Scientific and social inquiry increasingly rely on statistical, probabilistic, and machine-learning methods. These settings require logical tools that can reason from uncertain premises rather than only from fully settled facts. LUCI therefore works on qualitative and quantitative representations of uncertainty, connecting logic with probability, evidence, and explanation.

Computation

Modern logic grew in direct continuity with computation. LUCI builds on that tradition by using proof-theoretic and computational-logic tools to address problems with clear societal impact, including the analysis of machine learning systems and formal models of rational agency.

Information

Reasoning is also information processing. A central LUCI concern is the relation between the information available to an agent and the inferences that agent can reasonably be expected to perform. This perspective links the foundations of logic with realistic human and artificial reasoning.

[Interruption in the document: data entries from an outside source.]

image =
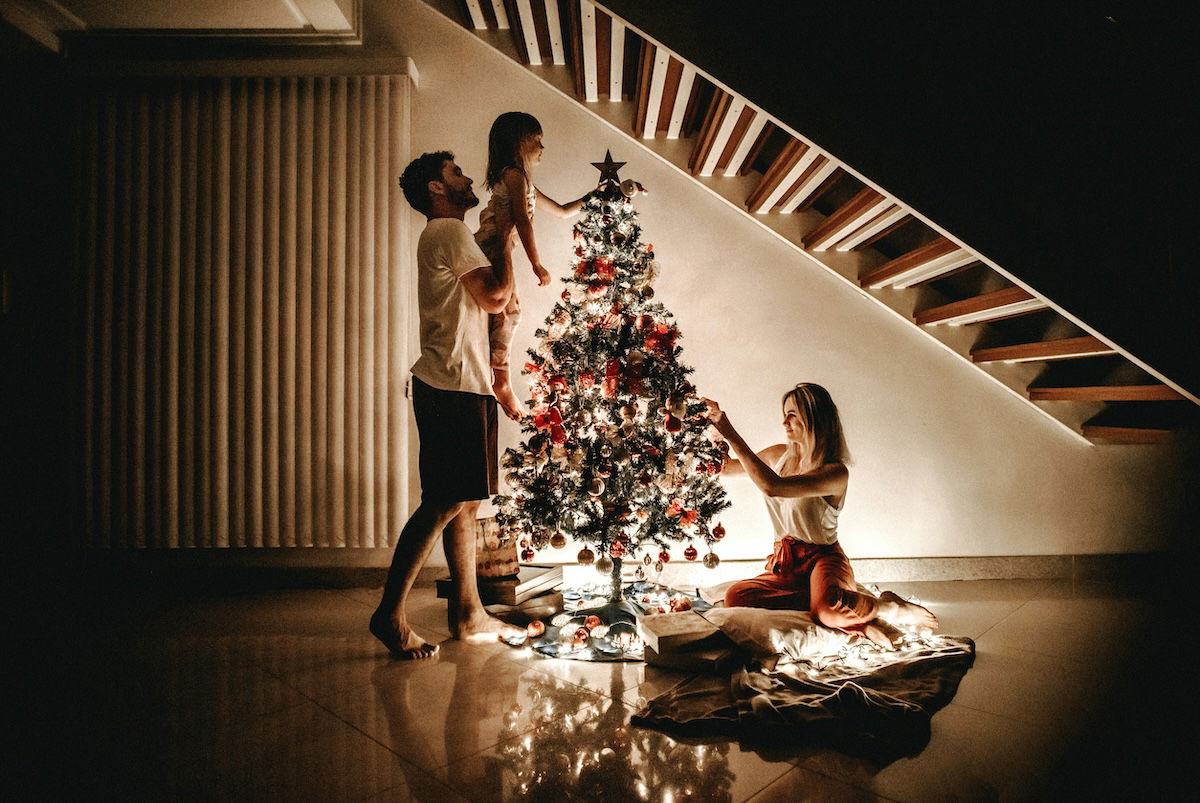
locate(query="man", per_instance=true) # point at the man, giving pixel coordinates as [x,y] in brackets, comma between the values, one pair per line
[455,408]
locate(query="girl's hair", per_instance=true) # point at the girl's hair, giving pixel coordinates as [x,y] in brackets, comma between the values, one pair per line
[504,143]
[821,414]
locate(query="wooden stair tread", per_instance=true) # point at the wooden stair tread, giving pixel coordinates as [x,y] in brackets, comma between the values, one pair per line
[1047,349]
[979,309]
[1125,433]
[934,258]
[1107,393]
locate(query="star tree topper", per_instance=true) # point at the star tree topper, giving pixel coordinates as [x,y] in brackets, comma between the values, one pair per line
[609,168]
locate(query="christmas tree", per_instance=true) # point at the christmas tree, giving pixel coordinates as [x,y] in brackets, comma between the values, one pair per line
[618,454]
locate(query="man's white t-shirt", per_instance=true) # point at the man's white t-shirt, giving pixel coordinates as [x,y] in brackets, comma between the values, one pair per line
[455,353]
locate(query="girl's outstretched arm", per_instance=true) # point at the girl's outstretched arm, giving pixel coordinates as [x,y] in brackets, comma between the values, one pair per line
[826,480]
[559,210]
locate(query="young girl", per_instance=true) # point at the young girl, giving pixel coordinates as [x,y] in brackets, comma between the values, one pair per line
[514,148]
[804,481]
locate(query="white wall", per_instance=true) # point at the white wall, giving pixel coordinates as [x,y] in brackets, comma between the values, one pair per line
[946,463]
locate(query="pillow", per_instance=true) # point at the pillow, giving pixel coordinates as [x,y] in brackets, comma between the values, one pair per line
[765,633]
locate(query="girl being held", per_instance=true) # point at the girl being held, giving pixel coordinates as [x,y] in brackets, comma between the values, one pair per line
[514,148]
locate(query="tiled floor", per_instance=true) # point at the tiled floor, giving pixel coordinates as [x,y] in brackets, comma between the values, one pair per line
[283,695]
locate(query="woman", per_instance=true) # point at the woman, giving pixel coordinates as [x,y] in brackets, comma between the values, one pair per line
[804,481]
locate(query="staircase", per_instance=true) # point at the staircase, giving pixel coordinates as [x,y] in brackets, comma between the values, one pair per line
[837,217]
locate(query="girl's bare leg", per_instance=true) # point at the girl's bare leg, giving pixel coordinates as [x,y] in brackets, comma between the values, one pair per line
[504,395]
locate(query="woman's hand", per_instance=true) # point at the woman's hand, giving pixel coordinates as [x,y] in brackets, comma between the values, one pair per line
[717,417]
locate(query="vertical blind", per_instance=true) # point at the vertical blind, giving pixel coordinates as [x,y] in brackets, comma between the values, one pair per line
[243,255]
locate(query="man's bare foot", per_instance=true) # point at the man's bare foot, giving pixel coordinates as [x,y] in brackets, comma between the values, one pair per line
[507,400]
[898,610]
[480,627]
[400,641]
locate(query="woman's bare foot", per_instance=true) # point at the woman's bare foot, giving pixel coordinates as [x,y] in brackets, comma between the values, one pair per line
[480,627]
[881,634]
[507,400]
[400,640]
[898,610]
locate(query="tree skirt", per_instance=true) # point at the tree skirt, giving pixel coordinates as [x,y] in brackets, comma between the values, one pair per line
[592,629]
[863,701]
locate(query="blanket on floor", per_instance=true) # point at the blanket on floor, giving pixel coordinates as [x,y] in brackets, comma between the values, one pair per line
[813,685]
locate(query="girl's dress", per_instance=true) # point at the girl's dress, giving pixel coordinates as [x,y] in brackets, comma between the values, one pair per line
[809,570]
[495,235]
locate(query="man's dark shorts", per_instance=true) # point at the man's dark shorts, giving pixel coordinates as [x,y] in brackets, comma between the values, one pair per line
[459,448]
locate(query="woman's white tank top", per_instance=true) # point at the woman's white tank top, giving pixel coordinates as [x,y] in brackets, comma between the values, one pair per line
[809,519]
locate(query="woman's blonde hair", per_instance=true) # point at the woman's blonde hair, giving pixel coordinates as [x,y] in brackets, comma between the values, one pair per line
[823,423]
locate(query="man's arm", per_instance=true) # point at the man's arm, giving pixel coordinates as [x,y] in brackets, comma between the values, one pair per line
[491,286]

Why these four themes belong together

This research area is unified by a single claim: contemporary logic should help us understand how evidence is generated, how information is represented, how computational systems act on it, and how uncertainty affects what can be validly inferred. That shared programme is what ties together the more specific LUCI themes presented below. cross these projects, we ask when data-driven outputs support justified inference, how realistic agents can reason under limits, how digital counterparts can be trusted, and how algorithmic systems can be made more fair and accountable.

Logic for scientific inference

Logical methods for uncertain, incomplete, or conflicting evidence in data-driven science, with a focus on support, rejection, and explanation.

Logic and bounded rationality

Approximating ideal logic so that valid inference can be studied under realistic limits of information, time, and computational effort.